That was all, but certainly a strange puzzle for a Navajo squaw to set her.
She turned the paper over, to find the other side close-packed with writing.
Miss Lee:
In the last cabin but one is a prisoner, your friend Sheriff Flatray. He is to be shot in an hour. I have offered any sum for his life and been refused. For God’s sake save him somehow.
Simon West.
Jack Flatray here, and about to be murdered! The thing was incredible. And yet—and yet—— Was it so impossible, after all? Some one had broken into the Cache and released the prisoners. Who more likely than Jack to have done this?
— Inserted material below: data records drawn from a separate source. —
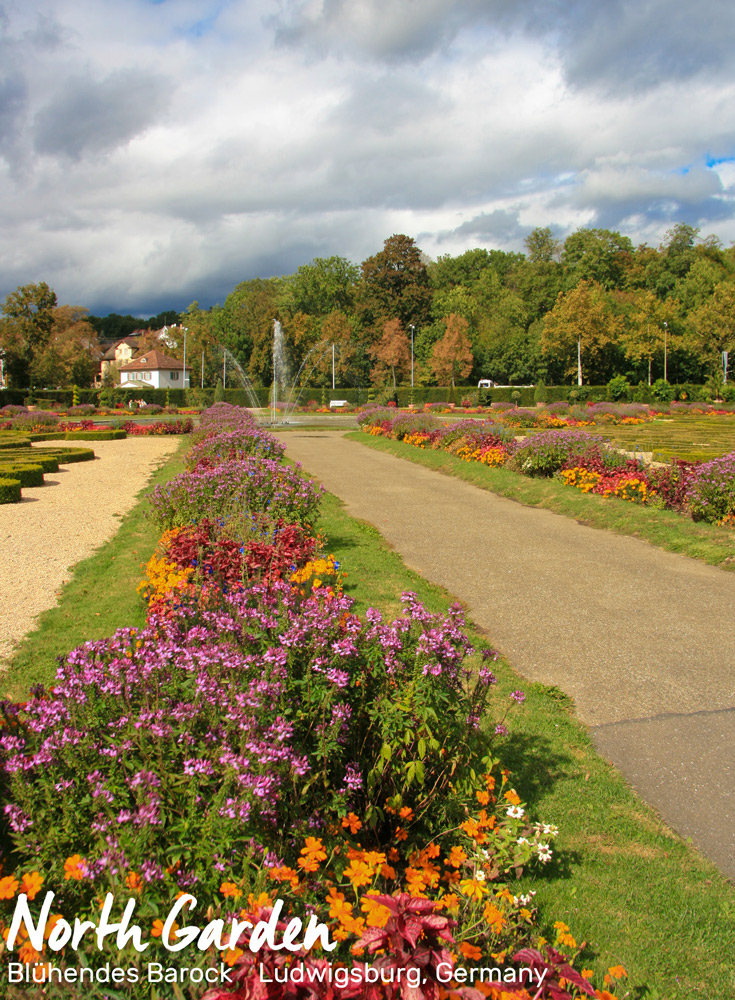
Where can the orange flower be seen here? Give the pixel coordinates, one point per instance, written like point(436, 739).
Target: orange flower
point(74, 868)
point(617, 972)
point(230, 891)
point(134, 882)
point(157, 929)
point(470, 951)
point(31, 884)
point(457, 856)
point(358, 873)
point(473, 888)
point(28, 953)
point(51, 923)
point(494, 917)
point(230, 956)
point(377, 915)
point(352, 823)
point(8, 887)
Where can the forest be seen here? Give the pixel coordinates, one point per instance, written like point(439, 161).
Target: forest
point(594, 301)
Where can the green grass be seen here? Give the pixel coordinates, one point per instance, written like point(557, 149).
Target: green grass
point(635, 891)
point(99, 597)
point(693, 438)
point(663, 528)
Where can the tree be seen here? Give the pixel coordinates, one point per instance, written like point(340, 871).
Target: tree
point(579, 328)
point(597, 255)
point(395, 284)
point(324, 285)
point(452, 355)
point(71, 353)
point(647, 334)
point(391, 352)
point(25, 328)
point(712, 325)
point(541, 246)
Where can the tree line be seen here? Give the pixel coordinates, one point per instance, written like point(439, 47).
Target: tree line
point(594, 299)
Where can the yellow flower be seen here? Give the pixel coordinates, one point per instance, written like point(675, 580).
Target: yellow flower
point(74, 868)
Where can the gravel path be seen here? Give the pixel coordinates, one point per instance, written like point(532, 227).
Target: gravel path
point(642, 639)
point(65, 520)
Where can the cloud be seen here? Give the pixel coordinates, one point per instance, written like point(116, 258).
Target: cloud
point(90, 116)
point(155, 153)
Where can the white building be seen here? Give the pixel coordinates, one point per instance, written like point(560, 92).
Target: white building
point(154, 370)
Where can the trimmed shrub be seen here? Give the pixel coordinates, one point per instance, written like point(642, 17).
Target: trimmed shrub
point(9, 490)
point(28, 475)
point(106, 435)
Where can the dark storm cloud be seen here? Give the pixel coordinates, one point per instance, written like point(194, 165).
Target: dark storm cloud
point(625, 44)
point(89, 116)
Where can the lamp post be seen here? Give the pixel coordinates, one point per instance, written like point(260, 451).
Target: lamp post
point(186, 330)
point(411, 327)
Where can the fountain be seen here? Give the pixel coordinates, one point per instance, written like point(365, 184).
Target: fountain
point(280, 372)
point(231, 361)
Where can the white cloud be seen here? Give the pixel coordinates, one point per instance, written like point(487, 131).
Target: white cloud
point(159, 152)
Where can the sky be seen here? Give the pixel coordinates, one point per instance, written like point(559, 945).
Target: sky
point(157, 152)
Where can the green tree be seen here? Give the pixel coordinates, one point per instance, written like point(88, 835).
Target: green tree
point(712, 326)
point(541, 245)
point(650, 329)
point(324, 285)
point(452, 355)
point(581, 325)
point(25, 328)
point(391, 353)
point(599, 255)
point(395, 284)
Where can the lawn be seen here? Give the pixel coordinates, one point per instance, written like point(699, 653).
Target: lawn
point(664, 528)
point(620, 879)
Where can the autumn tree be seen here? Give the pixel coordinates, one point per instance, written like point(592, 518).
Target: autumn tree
point(25, 328)
point(648, 333)
point(395, 284)
point(712, 326)
point(452, 355)
point(71, 352)
point(579, 329)
point(391, 353)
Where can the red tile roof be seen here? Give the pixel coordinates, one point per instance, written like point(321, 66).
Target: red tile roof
point(153, 361)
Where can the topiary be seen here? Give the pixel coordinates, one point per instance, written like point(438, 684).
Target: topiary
point(10, 490)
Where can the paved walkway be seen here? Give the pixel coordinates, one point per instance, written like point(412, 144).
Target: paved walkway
point(642, 639)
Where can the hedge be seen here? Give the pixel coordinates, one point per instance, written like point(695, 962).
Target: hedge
point(36, 456)
point(28, 475)
point(9, 490)
point(105, 435)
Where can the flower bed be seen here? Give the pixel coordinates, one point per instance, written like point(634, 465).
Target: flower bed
point(704, 491)
point(260, 746)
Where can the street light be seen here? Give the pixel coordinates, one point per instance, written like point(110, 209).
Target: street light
point(411, 327)
point(186, 330)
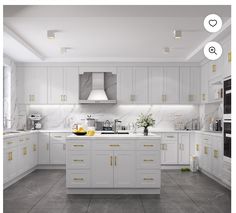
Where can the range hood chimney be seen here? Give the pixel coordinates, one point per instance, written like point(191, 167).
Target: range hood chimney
point(97, 93)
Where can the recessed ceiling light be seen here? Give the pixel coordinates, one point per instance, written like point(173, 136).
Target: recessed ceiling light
point(166, 50)
point(51, 34)
point(177, 34)
point(64, 50)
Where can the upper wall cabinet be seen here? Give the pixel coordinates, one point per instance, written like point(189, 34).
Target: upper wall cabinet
point(189, 85)
point(164, 85)
point(32, 85)
point(132, 85)
point(63, 85)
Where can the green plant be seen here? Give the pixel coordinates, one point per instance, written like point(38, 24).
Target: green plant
point(145, 120)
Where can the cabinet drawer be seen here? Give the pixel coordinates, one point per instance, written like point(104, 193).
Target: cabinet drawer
point(78, 146)
point(170, 136)
point(77, 179)
point(148, 144)
point(10, 142)
point(58, 136)
point(78, 160)
point(148, 179)
point(148, 160)
point(113, 145)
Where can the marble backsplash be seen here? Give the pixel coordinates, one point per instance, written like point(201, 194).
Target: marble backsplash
point(64, 116)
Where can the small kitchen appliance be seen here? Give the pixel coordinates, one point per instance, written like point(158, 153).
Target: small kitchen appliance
point(35, 119)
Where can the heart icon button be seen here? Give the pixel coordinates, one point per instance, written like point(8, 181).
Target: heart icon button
point(212, 22)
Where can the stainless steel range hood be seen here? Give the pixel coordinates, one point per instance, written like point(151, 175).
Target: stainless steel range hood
point(98, 94)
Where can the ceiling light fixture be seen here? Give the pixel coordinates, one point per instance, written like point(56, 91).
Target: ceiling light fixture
point(64, 50)
point(177, 34)
point(51, 34)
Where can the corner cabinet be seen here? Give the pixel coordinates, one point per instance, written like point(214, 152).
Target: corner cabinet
point(63, 85)
point(32, 85)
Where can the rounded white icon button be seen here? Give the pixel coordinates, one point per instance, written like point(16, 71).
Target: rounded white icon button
point(212, 50)
point(212, 23)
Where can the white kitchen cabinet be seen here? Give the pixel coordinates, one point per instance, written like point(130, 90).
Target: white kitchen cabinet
point(156, 85)
point(169, 152)
point(227, 56)
point(217, 156)
point(189, 84)
point(57, 148)
point(124, 169)
point(102, 172)
point(204, 82)
point(171, 85)
point(43, 148)
point(63, 85)
point(206, 153)
point(183, 150)
point(32, 85)
point(125, 90)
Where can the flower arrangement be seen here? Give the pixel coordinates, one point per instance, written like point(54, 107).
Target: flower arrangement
point(145, 121)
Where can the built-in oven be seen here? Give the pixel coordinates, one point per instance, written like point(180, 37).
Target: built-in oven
point(227, 138)
point(227, 98)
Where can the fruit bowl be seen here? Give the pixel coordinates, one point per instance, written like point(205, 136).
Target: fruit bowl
point(80, 133)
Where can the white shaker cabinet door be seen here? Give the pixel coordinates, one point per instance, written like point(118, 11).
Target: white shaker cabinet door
point(71, 85)
point(55, 85)
point(171, 85)
point(183, 148)
point(102, 169)
point(124, 169)
point(156, 85)
point(32, 85)
point(43, 148)
point(140, 79)
point(125, 91)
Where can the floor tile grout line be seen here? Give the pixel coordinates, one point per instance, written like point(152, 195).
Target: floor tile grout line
point(46, 193)
point(186, 193)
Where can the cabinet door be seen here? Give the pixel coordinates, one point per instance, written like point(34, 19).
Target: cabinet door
point(169, 152)
point(156, 85)
point(204, 83)
point(171, 85)
point(32, 84)
point(141, 85)
point(57, 148)
point(102, 169)
point(124, 169)
point(217, 156)
point(71, 85)
point(43, 148)
point(185, 84)
point(183, 148)
point(125, 92)
point(55, 85)
point(10, 162)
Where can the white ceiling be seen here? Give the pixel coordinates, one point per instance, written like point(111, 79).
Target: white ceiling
point(107, 33)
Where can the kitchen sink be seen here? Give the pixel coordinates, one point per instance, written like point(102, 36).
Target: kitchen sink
point(113, 133)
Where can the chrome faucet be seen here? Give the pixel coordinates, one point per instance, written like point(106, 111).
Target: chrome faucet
point(115, 125)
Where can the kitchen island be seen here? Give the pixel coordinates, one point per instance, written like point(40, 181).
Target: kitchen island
point(113, 164)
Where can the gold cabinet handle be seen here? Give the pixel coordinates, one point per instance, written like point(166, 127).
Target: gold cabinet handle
point(111, 160)
point(78, 160)
point(148, 145)
point(148, 160)
point(9, 156)
point(78, 145)
point(148, 178)
point(78, 179)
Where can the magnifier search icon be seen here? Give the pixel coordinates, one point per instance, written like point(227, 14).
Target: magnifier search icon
point(212, 50)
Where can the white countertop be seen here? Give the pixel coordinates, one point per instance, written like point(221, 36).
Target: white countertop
point(154, 132)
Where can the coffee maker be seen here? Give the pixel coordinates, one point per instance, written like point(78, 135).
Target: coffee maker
point(35, 121)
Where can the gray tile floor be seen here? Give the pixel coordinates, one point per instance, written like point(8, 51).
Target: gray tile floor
point(44, 191)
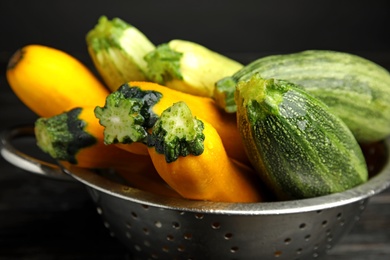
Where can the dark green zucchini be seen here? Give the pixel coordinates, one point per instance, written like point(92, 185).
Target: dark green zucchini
point(356, 89)
point(299, 148)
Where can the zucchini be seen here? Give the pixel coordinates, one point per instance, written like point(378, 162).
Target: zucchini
point(117, 50)
point(299, 148)
point(188, 67)
point(356, 89)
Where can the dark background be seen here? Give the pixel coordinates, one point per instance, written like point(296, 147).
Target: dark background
point(45, 219)
point(260, 27)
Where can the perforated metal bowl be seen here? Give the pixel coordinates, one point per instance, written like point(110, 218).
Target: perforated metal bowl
point(157, 227)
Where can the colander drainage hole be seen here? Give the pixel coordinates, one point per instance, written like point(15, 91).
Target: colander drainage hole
point(234, 249)
point(199, 216)
point(216, 225)
point(187, 236)
point(99, 210)
point(228, 236)
point(175, 225)
point(170, 237)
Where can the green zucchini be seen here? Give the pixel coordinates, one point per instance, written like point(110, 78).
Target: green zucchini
point(299, 148)
point(356, 89)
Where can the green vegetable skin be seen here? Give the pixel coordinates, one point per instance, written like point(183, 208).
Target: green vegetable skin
point(126, 115)
point(63, 135)
point(299, 148)
point(117, 50)
point(188, 67)
point(357, 90)
point(177, 133)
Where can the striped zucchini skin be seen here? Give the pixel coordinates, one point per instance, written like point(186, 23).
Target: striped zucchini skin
point(299, 148)
point(356, 89)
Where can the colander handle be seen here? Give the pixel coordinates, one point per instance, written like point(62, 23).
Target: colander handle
point(26, 162)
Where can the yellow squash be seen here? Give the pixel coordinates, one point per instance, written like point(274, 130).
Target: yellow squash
point(50, 81)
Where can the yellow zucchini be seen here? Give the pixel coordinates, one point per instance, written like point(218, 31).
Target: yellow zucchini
point(50, 81)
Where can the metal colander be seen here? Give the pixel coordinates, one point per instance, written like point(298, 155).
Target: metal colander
point(157, 227)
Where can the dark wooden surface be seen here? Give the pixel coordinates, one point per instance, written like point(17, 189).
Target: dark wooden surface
point(47, 219)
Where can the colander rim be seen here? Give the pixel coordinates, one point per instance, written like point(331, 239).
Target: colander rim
point(373, 186)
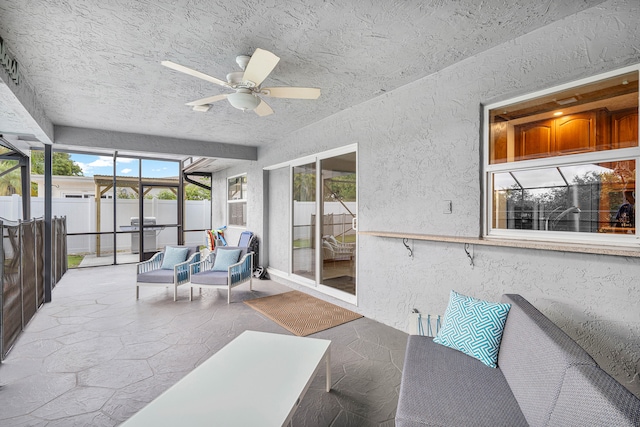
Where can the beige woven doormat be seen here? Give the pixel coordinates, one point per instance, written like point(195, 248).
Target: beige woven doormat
point(302, 314)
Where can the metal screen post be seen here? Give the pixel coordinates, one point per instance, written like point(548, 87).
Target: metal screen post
point(48, 156)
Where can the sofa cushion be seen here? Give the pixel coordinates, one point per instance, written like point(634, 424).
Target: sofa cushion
point(225, 259)
point(156, 276)
point(210, 278)
point(534, 357)
point(174, 255)
point(590, 397)
point(444, 387)
point(473, 327)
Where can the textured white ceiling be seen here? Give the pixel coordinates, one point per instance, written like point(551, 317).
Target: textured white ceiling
point(96, 63)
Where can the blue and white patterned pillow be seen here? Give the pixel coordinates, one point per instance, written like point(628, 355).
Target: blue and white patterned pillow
point(474, 327)
point(225, 258)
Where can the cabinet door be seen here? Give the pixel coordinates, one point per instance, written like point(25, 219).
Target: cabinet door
point(576, 133)
point(534, 140)
point(624, 128)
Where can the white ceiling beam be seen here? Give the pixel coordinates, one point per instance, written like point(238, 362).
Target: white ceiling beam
point(22, 112)
point(96, 138)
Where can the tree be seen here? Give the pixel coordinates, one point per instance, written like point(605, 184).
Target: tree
point(193, 192)
point(166, 195)
point(61, 164)
point(10, 183)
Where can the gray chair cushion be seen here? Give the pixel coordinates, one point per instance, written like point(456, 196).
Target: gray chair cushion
point(444, 387)
point(534, 355)
point(590, 397)
point(156, 276)
point(243, 251)
point(210, 278)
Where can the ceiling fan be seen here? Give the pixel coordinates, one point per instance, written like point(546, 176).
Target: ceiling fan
point(246, 84)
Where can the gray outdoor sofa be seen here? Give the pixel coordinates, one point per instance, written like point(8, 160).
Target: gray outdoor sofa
point(240, 272)
point(543, 378)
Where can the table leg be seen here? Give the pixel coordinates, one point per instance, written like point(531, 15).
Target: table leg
point(328, 358)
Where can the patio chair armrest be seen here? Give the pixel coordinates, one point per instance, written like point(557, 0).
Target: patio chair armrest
point(181, 271)
point(241, 270)
point(152, 263)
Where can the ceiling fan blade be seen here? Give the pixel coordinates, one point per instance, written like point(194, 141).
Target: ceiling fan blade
point(201, 108)
point(208, 100)
point(291, 92)
point(260, 65)
point(194, 73)
point(263, 109)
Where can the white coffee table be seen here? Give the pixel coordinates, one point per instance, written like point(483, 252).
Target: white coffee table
point(258, 379)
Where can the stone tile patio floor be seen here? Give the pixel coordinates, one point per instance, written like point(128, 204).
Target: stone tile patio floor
point(94, 356)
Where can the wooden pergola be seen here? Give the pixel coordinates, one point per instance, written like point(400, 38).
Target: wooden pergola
point(104, 183)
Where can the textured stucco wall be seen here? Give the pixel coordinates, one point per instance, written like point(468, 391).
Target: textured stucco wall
point(420, 144)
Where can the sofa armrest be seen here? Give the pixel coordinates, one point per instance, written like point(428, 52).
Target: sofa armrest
point(181, 271)
point(152, 263)
point(242, 270)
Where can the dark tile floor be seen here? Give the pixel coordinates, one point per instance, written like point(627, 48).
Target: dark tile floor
point(94, 356)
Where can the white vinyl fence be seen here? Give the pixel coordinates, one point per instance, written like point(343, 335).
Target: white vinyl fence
point(337, 221)
point(82, 218)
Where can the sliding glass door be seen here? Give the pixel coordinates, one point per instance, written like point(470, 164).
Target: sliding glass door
point(304, 214)
point(324, 209)
point(338, 217)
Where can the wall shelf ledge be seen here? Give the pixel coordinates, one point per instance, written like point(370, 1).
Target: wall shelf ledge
point(522, 244)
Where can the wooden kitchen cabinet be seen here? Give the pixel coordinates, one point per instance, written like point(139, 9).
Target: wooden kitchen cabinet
point(534, 140)
point(570, 134)
point(624, 128)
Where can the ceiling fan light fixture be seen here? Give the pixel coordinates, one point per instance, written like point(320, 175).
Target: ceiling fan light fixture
point(243, 100)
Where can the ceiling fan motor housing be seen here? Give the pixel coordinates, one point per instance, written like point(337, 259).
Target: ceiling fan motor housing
point(244, 100)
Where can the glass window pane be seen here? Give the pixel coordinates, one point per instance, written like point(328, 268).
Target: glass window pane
point(592, 198)
point(598, 116)
point(304, 219)
point(237, 188)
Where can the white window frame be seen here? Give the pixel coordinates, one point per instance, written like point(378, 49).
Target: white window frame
point(235, 201)
point(632, 153)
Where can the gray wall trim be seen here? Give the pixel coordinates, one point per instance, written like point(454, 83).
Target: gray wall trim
point(84, 137)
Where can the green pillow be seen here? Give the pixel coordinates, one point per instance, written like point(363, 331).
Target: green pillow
point(474, 327)
point(225, 258)
point(173, 256)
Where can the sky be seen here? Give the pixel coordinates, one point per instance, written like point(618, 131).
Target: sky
point(103, 165)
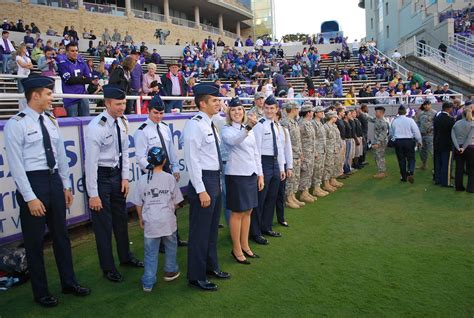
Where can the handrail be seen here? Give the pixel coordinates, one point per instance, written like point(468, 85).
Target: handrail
point(400, 69)
point(454, 64)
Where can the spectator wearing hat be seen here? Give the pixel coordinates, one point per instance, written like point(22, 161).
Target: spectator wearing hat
point(174, 84)
point(243, 177)
point(6, 50)
point(462, 136)
point(75, 74)
point(204, 163)
point(406, 135)
point(39, 167)
point(157, 218)
point(107, 174)
point(443, 145)
point(273, 166)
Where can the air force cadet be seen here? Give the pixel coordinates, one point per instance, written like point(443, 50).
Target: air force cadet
point(273, 165)
point(204, 163)
point(107, 171)
point(154, 132)
point(39, 166)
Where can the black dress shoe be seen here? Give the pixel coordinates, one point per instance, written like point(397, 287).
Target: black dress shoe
point(47, 301)
point(182, 243)
point(272, 233)
point(113, 276)
point(203, 284)
point(248, 255)
point(133, 262)
point(244, 262)
point(219, 274)
point(77, 290)
point(261, 240)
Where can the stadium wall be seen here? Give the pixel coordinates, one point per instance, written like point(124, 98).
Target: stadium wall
point(139, 29)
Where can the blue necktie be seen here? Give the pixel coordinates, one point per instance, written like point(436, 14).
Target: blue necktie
point(275, 146)
point(48, 149)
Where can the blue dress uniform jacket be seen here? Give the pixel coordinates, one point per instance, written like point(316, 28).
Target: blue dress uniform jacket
point(201, 155)
point(26, 156)
point(147, 136)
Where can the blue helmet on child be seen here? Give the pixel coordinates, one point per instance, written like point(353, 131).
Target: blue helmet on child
point(156, 157)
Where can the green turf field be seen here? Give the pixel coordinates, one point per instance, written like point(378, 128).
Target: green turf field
point(374, 248)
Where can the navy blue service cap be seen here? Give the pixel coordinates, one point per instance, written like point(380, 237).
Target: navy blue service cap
point(157, 103)
point(206, 89)
point(234, 102)
point(271, 100)
point(37, 81)
point(114, 92)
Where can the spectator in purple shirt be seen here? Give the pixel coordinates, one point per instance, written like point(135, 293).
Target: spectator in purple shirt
point(136, 77)
point(75, 74)
point(249, 41)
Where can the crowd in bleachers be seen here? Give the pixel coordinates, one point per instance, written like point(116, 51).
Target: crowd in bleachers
point(258, 68)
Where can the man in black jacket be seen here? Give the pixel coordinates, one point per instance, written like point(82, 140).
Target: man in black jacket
point(173, 84)
point(443, 145)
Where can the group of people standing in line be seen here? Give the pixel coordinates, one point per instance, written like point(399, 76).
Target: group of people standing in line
point(271, 156)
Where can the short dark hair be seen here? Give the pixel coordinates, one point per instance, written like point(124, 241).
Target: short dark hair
point(72, 44)
point(29, 93)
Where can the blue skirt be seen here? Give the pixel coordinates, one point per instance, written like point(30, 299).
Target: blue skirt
point(241, 193)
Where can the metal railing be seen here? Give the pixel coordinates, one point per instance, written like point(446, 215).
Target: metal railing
point(149, 15)
point(462, 44)
point(458, 67)
point(105, 9)
point(65, 4)
point(211, 29)
point(183, 22)
point(397, 67)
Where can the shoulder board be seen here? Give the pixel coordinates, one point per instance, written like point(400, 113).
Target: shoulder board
point(19, 116)
point(103, 120)
point(52, 118)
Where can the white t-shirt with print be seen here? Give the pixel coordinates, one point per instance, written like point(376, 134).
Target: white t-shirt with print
point(158, 198)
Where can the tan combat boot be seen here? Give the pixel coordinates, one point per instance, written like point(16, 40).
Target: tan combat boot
point(305, 197)
point(290, 204)
point(336, 183)
point(300, 203)
point(380, 175)
point(319, 192)
point(328, 187)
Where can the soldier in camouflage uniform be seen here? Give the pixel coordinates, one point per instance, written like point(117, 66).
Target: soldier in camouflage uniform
point(333, 149)
point(319, 154)
point(292, 184)
point(425, 123)
point(307, 141)
point(257, 109)
point(381, 127)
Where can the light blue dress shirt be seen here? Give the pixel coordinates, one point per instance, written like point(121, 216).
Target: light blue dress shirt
point(148, 137)
point(25, 149)
point(243, 156)
point(200, 151)
point(101, 147)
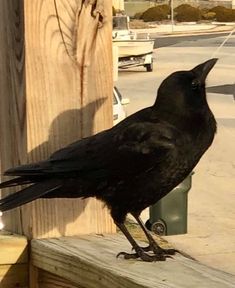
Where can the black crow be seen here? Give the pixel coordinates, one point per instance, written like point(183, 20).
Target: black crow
point(132, 165)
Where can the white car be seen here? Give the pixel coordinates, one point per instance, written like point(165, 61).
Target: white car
point(118, 111)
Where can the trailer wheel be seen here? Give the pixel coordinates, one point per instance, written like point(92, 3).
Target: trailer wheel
point(148, 225)
point(149, 67)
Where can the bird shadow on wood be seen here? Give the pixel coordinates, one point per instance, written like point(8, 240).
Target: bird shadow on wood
point(68, 127)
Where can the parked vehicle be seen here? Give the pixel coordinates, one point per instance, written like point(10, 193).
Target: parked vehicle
point(131, 51)
point(118, 111)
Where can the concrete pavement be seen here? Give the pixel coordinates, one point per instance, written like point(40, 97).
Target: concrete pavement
point(187, 28)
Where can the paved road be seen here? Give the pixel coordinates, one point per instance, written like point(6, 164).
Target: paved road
point(211, 225)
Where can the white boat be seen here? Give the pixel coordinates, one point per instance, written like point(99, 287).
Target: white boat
point(131, 51)
point(133, 48)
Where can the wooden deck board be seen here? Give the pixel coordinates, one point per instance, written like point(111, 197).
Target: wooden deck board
point(90, 261)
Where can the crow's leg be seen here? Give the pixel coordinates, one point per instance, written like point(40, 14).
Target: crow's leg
point(153, 246)
point(139, 252)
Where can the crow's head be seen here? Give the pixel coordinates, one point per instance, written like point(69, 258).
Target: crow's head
point(185, 90)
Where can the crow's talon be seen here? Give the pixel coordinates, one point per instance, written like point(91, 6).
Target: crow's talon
point(144, 256)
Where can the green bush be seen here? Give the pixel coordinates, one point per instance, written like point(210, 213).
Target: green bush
point(187, 13)
point(157, 13)
point(182, 7)
point(223, 14)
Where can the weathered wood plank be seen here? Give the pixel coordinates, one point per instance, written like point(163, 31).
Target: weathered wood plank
point(90, 261)
point(13, 248)
point(14, 276)
point(13, 260)
point(48, 280)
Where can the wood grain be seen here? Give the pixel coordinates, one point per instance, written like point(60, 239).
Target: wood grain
point(13, 248)
point(90, 261)
point(48, 280)
point(57, 88)
point(13, 260)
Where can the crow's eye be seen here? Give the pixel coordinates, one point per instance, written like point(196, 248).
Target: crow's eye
point(195, 84)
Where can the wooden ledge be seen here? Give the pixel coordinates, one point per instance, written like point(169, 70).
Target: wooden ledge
point(90, 261)
point(13, 260)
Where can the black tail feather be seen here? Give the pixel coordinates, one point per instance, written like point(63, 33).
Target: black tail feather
point(29, 194)
point(15, 182)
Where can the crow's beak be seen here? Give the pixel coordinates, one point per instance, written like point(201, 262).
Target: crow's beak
point(202, 70)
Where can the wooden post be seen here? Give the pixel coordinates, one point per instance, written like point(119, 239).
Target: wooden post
point(56, 87)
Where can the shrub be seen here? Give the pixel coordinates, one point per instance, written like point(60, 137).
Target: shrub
point(157, 13)
point(223, 14)
point(182, 7)
point(187, 13)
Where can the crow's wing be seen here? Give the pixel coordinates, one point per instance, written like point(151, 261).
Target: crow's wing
point(130, 148)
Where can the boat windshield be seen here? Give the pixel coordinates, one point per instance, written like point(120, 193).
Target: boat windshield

And later they had captured him and condemned him for what he had done.
Melissy reconstructed the scene in a flash. The Indian squaw was West. He had been rigged up in that paraphernalia to deceive any chance mountaineer who might drop into the valley by accident.
No doubt, when he first saw Melissy, the railroad magnate had been passing his time in making notes about his plans for the system he controlled. But when he had caught sight of her, he had written the note, under the very eyes of the guard, had torn the envelope as if it were of no importance, and 289 tossed the pieces away. He had taken the thousandth chance that his note might fall into the hands of the person to whom it was directed.
All this she understood without giving it conscious thought. For her whole mind was filled with the horror of what she had learned. Jack Flatray, the man she loved, was to be killed. He was to be shot down in an hour.